In every era there are inflection points which require long-established institutions to re-evaluate their goals, strategy, structure and resource allocations to ensure their future health and relevance. As a major organ of state, the Australian Defence Force (ADF) is no exception.

The projected withdrawal of Australian forces from Afghanistan will constitute a watershed for the ADF. After a similar period of high-tempo operations, the ADF lapsed into a post-Vietnam period of stasis that produced a hollowing out of the Army, a loss of hard-won counter-insurgency skills, and the failure to develop a truly integrated joint force, leaving Australia ill-equipped to handle the challenges of the 21st century. There is a real danger that post-Afghanistan uncertainty about future strategic challenges will lead to a similar period of drift and misplaced spending.
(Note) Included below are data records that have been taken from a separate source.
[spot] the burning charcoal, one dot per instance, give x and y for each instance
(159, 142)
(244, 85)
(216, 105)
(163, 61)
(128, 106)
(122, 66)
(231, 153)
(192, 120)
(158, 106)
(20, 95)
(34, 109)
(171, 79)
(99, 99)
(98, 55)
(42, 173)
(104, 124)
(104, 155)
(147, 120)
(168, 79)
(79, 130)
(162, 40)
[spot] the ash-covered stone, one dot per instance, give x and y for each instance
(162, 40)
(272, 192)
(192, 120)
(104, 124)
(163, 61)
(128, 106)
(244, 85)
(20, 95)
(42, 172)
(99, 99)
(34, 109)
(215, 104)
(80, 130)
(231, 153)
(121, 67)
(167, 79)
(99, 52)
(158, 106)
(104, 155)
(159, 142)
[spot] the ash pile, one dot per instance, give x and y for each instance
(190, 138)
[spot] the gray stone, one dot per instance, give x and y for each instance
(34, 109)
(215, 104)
However, the risks of failing to adapt to new security circumstances are especially high for the ADF since there is no more important task than defence of the nation.  With Afghanistan’s end game in sight, and a new Defence White Paper on the horizon, it is time for a vigorous public debate about the priorities of the ADF so that we do not repeat the mistakes of the post-Vietnam period and prepare for the wrong conflicts, made worse by ill-conceived strategy and chronic underfunding.

WHAT SHOULD BE DONE?

Preparing for major interstate conflicts should not be the principal determinant of the structure, funding and future capabilities of the ADF, since irregular wars are likely to be more prevalent and require a robust national response. Australia needs either to increase Defence funding or redirect some of the money currently invested in submarines and strike aircraft to other capability priorities identified in the Defence White Paper and accompanying Defence Capability Plan. The next White Paper should include a clearly articulated defence strategy and give greater emphasis to working more closely with our Asian neighbours.